Later, I call my Ma and ask her for that recipe. The one she made the last time she was here. It was part of an amazing meal that we shared in the backyard with our neighbors. A Labor Day supper, that coincided with the end of my parents' visit, as well as the end of my son's summer vacation. Two eventualities that could have merited a can of beans and a fork, for the melancholy that accompanies them, but we decided to celebrate instead. Happy to be exempt from my kitchen duties, I watched as Ma sliced potatoes, thin and precise, then plopped the rounds into a cold water bath. A few days earlier, we had gone to Portland's big downtown farmer's market and stocked the larder. The potatoes were still dusty with dirt when we bought them from the farmer. My Pop chose the ones he knew would delight his grandchilden. The purple, pink and yellow fleshed tubers, were layered inside a casserole dish with heavy cream and butter, salt and pepper. We also bought lamb chops from a tent with bunches of fat shallots hanging from its poles. I stood off to the side and watched my parents haggle knowingly with the rancher, while wondering how many customers he had served that day. Compared to the vegetable stands, he had only a couple small coolers. Pop asked for enough to feed four big heads and two little ones, and walked away with enough meat to feed many more than that. A market slight that Ma may still be stewing about to this very day. As luck should have it, however, that lamb fed six big heads and two little ones, our entire Labor Day party. Sitting inside the twilight of new September, we picked up the bones with our fingers and enjoyed one of summertime's last improprieties. And then there was the kale. We had begun to tire of the crowded booths and our bags were full, so we headed toward the train that would take us home. When suddenly, my mother remembered that she wanted to make a dish with kale. She slipped into the crowd one more time and came out holding a bouquet of tuscan kale as big as my seven-month-old son. At home, she cooked it just as stealthily as she procured it. Come suppertime, each plate was awarded a pile of the dark green ribbons, topped with slivers of sizzled salami and shallot. That particular dish disappeared long before any of us had had our fill and I was ready to make it again.

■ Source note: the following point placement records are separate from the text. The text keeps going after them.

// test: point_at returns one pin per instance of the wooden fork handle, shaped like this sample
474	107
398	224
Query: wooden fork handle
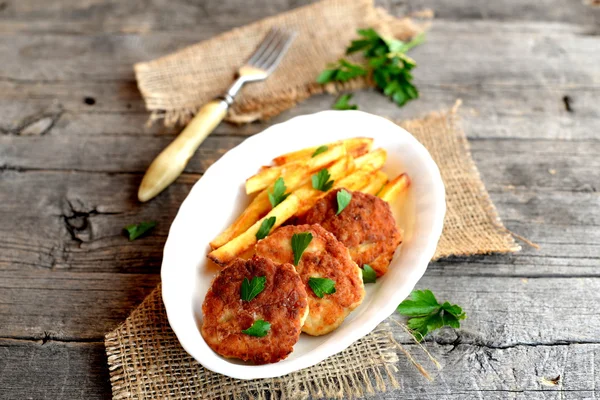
171	162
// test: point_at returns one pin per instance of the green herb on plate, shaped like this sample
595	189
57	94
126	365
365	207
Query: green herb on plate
320	149
259	328
321	180
252	288
342	103
369	275
278	193
265	227
343	198
300	242
321	286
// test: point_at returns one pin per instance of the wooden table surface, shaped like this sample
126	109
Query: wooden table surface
74	147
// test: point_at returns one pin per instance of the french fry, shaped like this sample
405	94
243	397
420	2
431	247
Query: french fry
355	147
392	189
266	177
229	251
376	184
355	180
373	160
261	205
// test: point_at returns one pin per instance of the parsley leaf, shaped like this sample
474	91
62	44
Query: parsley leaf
300	242
136	230
426	314
343	197
387	63
251	289
321	286
369	275
278	193
259	328
342	103
343	71
320	149
321	180
265	227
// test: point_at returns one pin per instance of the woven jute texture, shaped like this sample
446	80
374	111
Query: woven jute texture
146	360
174	87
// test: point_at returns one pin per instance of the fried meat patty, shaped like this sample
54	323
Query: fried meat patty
366	227
325	257
283	303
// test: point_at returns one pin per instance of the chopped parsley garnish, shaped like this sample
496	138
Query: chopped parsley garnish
259	328
278	194
321	286
137	230
320	149
387	63
342	103
300	242
265	227
343	197
321	180
369	275
427	315
251	289
343	71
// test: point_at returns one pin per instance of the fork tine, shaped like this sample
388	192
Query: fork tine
262	46
282	47
269	50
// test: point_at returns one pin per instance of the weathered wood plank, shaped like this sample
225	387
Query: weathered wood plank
42	305
501	311
70	16
58	108
73	220
456	52
76	370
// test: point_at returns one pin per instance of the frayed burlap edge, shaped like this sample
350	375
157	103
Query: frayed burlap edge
158	79
472	224
146	361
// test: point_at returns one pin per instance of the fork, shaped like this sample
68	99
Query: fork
170	163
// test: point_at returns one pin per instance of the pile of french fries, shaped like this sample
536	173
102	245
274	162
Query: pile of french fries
352	165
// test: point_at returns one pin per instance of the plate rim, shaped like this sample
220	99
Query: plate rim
246	372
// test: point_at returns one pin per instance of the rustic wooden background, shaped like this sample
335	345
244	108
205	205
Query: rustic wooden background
73	149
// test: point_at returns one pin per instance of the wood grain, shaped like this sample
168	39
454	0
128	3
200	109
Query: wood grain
74	146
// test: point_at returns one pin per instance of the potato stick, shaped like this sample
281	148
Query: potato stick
229	251
261	205
375	185
373	160
257	208
354	146
392	189
309	196
267	176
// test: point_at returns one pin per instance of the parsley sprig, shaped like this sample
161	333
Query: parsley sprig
259	328
300	242
343	71
252	288
278	194
387	63
265	227
321	180
426	314
342	103
321	286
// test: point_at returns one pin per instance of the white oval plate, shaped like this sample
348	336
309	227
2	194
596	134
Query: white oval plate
219	197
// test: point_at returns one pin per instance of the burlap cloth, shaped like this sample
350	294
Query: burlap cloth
144	357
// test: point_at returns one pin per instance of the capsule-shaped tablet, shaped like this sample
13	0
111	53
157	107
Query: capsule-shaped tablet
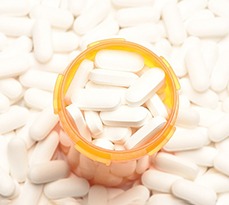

The recipe is given with a chef's attention to detail and I stay with her until she starts talking about the dressing. I know how to make dressing, she already taught me that. Instead I start to imagine where she is, on the other end of the long telephone line. It is two hours later there and the sun is setting, the garden paths are slick with dew. Both of my parents have been working elsewhere all day, but now they are home and hungry. Pop gets sent out with a basket and a harvest list. Ma pulls a handful of shallots from the pantry. The stove is tucked into a dark corner of the kitchen, but soon it is humming with fire and light. The basket comes back from the garden dripping wet from the hose and laden with tuscan kale, peppers, beets, beans and basil. Always more than she bargained for, but perhaps she'll still send him back for something else. The kale gets julienned and blanched and set aside, then she fries the shallot in olive oil, followed by the salami. Pop sets down two place settings, while Ma transforms the drippings into dressing with honey and sherry vinegar. She will find a beautiful bowl. I can almost hear the chairs sliding across the wooden floor as they sit down to eat. The forks scraping across the plates and the harvest moon hanging low in the valley.